Almost everyone now carries with them a handheld recording device that can be used surreptitiously with ease. With the upswing of the use of personal devices in workplaces, organizations now more than ever before, need to step up to protect their clients, their staff, and themselves in regards to confidentiality and protection of personal information. How do we really know who is recording/downloading what and when, and what might be done with that data?
Crafting a “Bring Your Own Device” policy is now a burgeoning reality of the government, business and NGO sectors. There are many ethical considerations and questions to grapple with due to the vast implications of new technologies and their potential impact on the workplace. Here is a short list of a few to consider:
- Should staff be allowed to access client records remotely on personal devices?
- How about record conversations with their supervisor?
- Record a member of the public being rude or kind to their clients?
- Take pictures or videos at work and then post it to personal social media?
- Store client records on personal devices?
Each workplace may take a different approach depending on their work culture.
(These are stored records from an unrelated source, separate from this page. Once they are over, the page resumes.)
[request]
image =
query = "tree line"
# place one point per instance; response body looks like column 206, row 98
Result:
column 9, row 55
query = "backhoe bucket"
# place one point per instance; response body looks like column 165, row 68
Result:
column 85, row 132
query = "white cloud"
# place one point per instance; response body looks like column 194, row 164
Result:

Developing a strong B.Y.O.D. policy may be a good place to start.
While crafting new policy however, also consider the following excerpt from this great read at Fortune.com entitled: “Employees really want to use their personal devices at work”
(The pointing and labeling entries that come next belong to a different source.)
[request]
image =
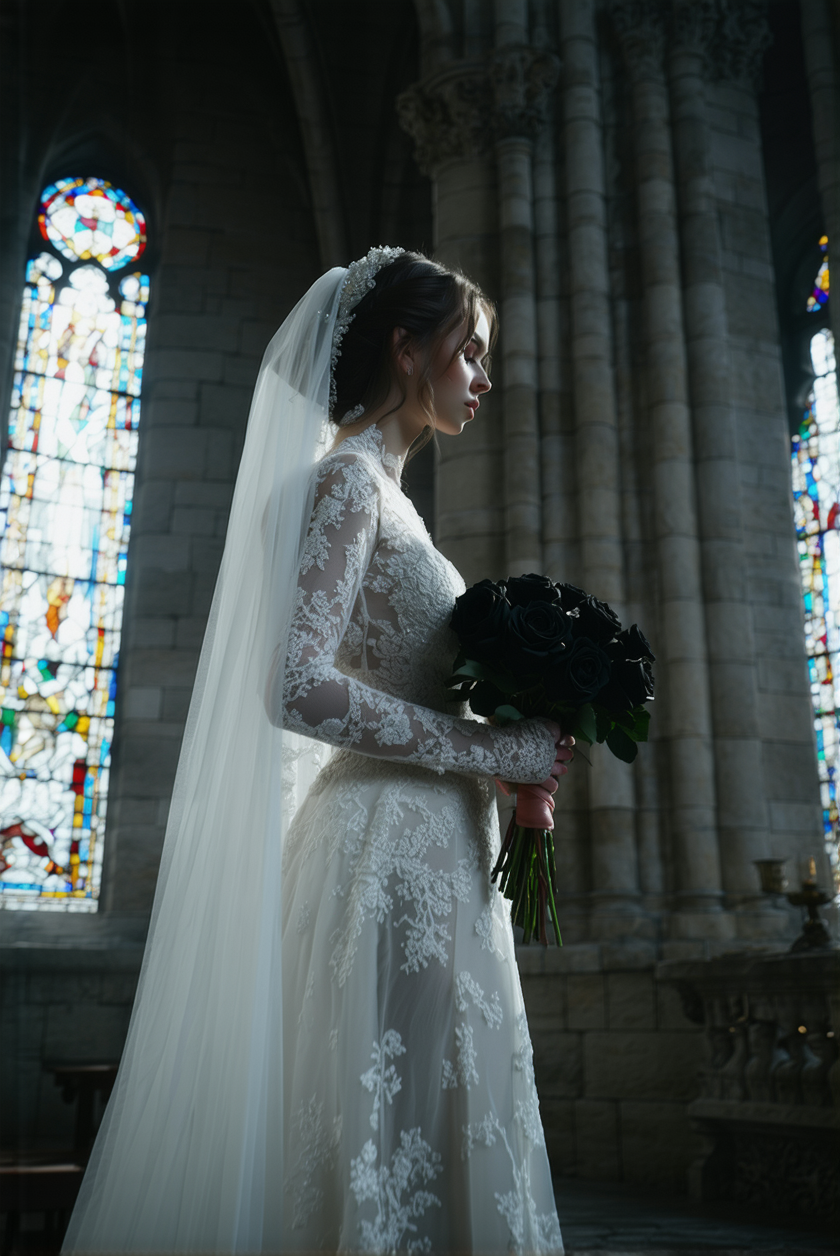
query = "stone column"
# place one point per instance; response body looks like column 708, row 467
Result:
column 319, row 152
column 612, row 803
column 820, row 42
column 19, row 191
column 522, row 79
column 682, row 631
column 556, row 437
column 741, row 798
column 448, row 117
“A new 20-country survey by network security firm Fortinet shows that among employees aged 21-31, more than half would circumvent any company policy banning the use of personal devices at work or for work purposes.
Younger employees are unaware of the potential hazards associated with their behavior, but that they are so wed to their personal technology that they are going to use it anyhow. “It’s a given,” Richard Henderson, a security strategist and threat researcher at Fortinet, says “It doesn’t matter how tight of a network you run, someone will always find a way to connect a device.”
So if you do implement a policy on workplace devices and state who can do what and when, you may also need to be thinking hard about how it will be enforced, and by whom. Speaking of enforcement, what do our laws state on this issue?
In Canada simply put, our laws allow us to record conversations that we are included in, but not those that others are having. In 38 U.S. states there are “single-party” consent laws, where anyone with an iPhone can push a button and record without another’s consent. In the other 12 states, all parties are required to know if a recording is being made.
As far as client records and the law are concerned it is all about consent. To quote the Canadian “Personal Information Protection and Electronic Documents Act” “Organizations covered by the Act must obtain an individual's consent when they collect, use or disclose the individual's personal information. The individual has a right to access personal information held by an organization and to challenge its accuracy, if need be. Personal information can only be used for the purposes for which it was collected. If an organization is going to use it for another purpose, consent must be obtained again. Individuals should also be assured that their information will be protected by appropriate safeguards”
Perhaps we should first be asking our clients about how they feel about the use of personal devices in the workplace, and what and how much of their personal data they feel comfortable having accessed on mobile devices. We could also be letting them know about both the risks and how we will protect their data. Now that would be some quality assurance.